A senhora defendeu Larry Summers, que era presidente da Universidade de Harvard, quando ele explicou o menor número de mulheres na ciência como falta de aptidão.

Não foi isso que ele disse. Ele falou que há diferenças mais intensas nas extremidades da curva. Há de um lado mais homens entre os ganhadores da medalha Fields de matemática e de outro lado também mais homens entre os idiotas completos. As mulheres ficam no meio. Constata-se que quando a gente se aproxima dos extremos há menos mulheres. Também há mais homens entre os que aceitam correr riscos.

 

 

A senhora provocou polêmica também ao dizer que os homens ganham mais por priorizarem o trabalho. Essa é a explicação válida?

Não existem diferenças em preto e branco entre homens e mulheres. Numa distribuição normal há mais homens com interesses focados estreita e profundamente. Há mais mulheres com interesses mais amplos. Nada é apenas cultural ou biológico. Há sempre um pouco de cada um desses aspectos. Se um homem trabalha 70 horas por semana não é pelo fato de que os homens se interessam mais por trabalho, mas que eles priorizam isso às relações humanas. O aspecto biológico disso tem a ver com o fato de que homens se concentram mais em coisas mais específicas e são mais competitivos com outros homens enquanto as mulheres competem consigo mesmas. É outra noção de competição.

 

 

Há muita discussão atualmente em torno da noção de ideologia de gênero. Judith Butler foi muito atacada no Brasil. O que pensa disso?

Não quero fazer um comentário sobre Judith Butler. A ideologia ocupa mais espaço do que a ciência nessa situação. Não vamos avançar socialmente submetendo fatos científicos a ideologias. Há medo da ciência. O mesmo acontece entre os que temem a ciência em relação ao aquecimento global. Há quem prefira não ver. O mesmo se dá em relação aos desejos das mulheres. Existem estudos científicos sérios sobre isso. E ideólogos que preferem não ver. A maioria das mulheres escolarizadas prefere trabalhar meio turno quando têm filhos pequenos e até quando eles crescem. Não interessa saber de onde vem essa inclinação, mas sim constatar que é verdade e adotar medidas. Ignorar isso fará com que muitas mulheres percam oportunidades por não terem sido feitas para esse calvário. Se pedirmos a mulheres com três filhos que viagem ou cumpram 70 horas de trabalho semanal muitas pedirão demissão. Três quartos das mulheres querem conciliar as coisas.

 

 

Ideias assim a colocam em confronto com feministas?

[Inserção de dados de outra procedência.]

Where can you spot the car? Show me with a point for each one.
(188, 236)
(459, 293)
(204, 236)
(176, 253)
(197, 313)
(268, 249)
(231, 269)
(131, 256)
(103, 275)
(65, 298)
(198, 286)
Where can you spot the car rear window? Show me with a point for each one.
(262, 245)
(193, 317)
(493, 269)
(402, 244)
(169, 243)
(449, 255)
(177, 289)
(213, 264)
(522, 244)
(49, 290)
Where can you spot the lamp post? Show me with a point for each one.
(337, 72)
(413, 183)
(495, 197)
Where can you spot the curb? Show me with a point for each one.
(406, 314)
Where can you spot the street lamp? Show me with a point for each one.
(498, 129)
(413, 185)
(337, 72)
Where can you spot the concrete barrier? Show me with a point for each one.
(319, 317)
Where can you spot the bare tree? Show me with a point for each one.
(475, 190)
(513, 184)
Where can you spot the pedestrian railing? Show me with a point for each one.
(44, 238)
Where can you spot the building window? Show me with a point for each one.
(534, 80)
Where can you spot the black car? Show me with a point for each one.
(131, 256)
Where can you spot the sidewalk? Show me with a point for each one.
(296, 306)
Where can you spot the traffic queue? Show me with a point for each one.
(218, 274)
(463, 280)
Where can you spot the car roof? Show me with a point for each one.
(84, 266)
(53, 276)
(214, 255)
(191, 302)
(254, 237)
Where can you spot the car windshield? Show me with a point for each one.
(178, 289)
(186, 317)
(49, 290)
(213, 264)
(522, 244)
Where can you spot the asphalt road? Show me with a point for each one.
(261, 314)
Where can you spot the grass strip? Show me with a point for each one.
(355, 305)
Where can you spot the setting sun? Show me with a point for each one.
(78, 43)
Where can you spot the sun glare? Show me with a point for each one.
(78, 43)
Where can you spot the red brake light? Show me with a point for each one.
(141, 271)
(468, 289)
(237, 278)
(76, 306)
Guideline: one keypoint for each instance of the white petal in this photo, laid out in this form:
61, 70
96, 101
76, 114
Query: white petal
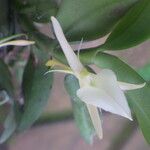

Meu primeiro livro provocou muitas polêmicas com feministas. O atual, não. Há mulheres que não aceitam mudar de posição.

 

 

Como reage quando a chamam de conservadora?

Não aceito. Faço ciência. Fui chamada de conservadora por meu primeiro livro, Pelo atual, sou chamada de progressista. O que sou?

 

 

No seu livro mais atual, sobre a longevidade de habitantes da Sardenha, o aspecto cultural, o modo de vida, com relações face a face permanentes, parece predominar sobre o biológico e o alimentar?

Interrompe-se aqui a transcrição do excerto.